A pair of the 51 landscape drawings and tree studies of the Lake District, mostly dating from the 1820s, found in a sketchbook kept by Thomas Hornor (1785-1844), a land surveyor, artist and inventor – £4000 at Forum.

Maps and atlases

Among maps and atlases, one stand-out lot was a 1777 copy of John Chapman and Peter André’s Map of the County of Essex from an Actual Survey. The 26 double-page engraved maps sheets, all fully coloured by hand, are extraordinarily detailed and include the names of country houses and cottages, many of them even identifying the owners’ names.

img_22-3.jpg

Bearing a presentation inscription from the author, Erich Maria Remarque, and with its jacket beautifully preserved beneath what may or may not be an original publisher’s tissue jacket guard (not shown), this 1929 first English edition of All Quiet on the Western Front demolished all previous auction records at £18,000 at Forum.

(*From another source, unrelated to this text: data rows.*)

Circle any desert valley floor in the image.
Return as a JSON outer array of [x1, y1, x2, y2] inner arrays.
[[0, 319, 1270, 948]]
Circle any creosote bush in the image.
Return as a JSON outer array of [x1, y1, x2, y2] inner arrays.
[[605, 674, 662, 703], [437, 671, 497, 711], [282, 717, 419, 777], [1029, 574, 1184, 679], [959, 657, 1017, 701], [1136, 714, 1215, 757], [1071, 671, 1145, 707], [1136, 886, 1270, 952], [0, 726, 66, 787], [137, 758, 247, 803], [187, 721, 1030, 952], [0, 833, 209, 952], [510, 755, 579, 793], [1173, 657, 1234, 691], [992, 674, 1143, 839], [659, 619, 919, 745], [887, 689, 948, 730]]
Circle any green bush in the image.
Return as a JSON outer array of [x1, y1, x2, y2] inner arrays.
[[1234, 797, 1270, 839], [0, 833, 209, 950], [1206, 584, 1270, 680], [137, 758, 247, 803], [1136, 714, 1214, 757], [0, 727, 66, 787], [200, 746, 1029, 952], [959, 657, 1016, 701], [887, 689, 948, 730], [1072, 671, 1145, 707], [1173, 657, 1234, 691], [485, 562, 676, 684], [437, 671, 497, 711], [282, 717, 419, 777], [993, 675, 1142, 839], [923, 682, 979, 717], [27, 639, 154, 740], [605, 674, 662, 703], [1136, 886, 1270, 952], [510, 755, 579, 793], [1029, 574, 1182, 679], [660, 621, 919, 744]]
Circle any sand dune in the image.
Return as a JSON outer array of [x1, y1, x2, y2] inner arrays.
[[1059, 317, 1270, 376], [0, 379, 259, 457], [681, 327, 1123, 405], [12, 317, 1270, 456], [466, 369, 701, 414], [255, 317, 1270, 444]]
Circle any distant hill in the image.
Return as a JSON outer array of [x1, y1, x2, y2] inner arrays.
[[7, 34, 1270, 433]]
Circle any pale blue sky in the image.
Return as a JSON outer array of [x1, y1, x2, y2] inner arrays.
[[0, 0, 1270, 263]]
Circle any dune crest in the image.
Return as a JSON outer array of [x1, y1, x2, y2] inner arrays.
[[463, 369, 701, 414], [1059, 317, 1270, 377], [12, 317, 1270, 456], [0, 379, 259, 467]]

Along with the Remarque record-breaker featured among the illustrations, literary successes included a rare example of Hutchinson’s ‘Colonial’ issue of the 1897, first edition of Bram Stoker’s Dracula. Identical in all first-issue points but in a modern red-lettered, yellow cloth binding in imitation of the original, it sold at £6000.

A little browned to the spine, but uncut in the original cloth, an inscribed presentation 1904 first of MR James’ Ghost Stories of an Antiquary sold online for a record £7000. It was a copy he gave to his close friend and fellow writer of ghost stories, the Master of Magdalene College, Cambridge, essayist and poet, Arthur Benson.